Publicado en El Periódico de Catalunya, 1995-XI-24
Veinte años y un día después de que se abriera la primera verja de la prisión de la dictadura, a punto de traspasar el umbral entre las pesadillas de la vigilia y el reconfortante sueño, mientras me lavo los dientes, unos ojos cansados me recuerdan que la democracia es un largo y tortuoso desaprendizaje, así en la política como en la vida cotidiana.

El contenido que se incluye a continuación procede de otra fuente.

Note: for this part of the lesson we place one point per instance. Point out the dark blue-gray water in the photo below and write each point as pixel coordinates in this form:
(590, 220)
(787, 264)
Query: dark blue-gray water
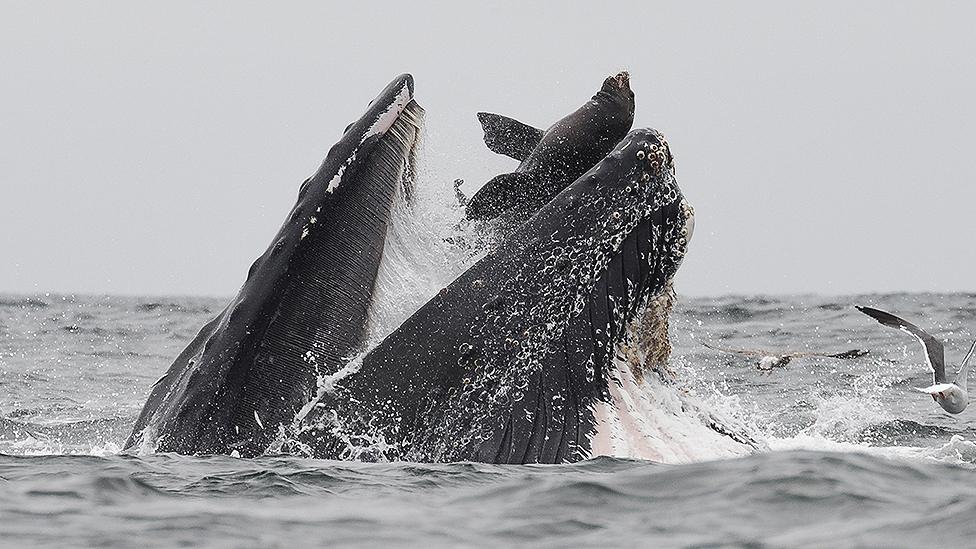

Veinte años es toda la vida cuando se tiene veinte años. Pero una vez has doblado esa edad, no queda más remedio que reconocer que todos esos años no han sido suficientes para olvidar unos hábitos que adquirimos en las primeras décadas de nuestra existencia para sobreponernos a los fantasmas carcelarios, que no murieron el día que dijeron que murió él. Siguen vivos. Y acaso sólo el paso del tiempo nos permite revisar hasta qué punto los principios que proclamamos concuerdan con lo que hacemos.
Porque esto de la democracia parecía tan fácil como votar y que se entendieran los políticos en el Parlamento, y resulta que no, que a cada paso hemos de desaprender todos esos tics dictatoriales que constriñen nuestros cuerpos y obstruyen la convivencia.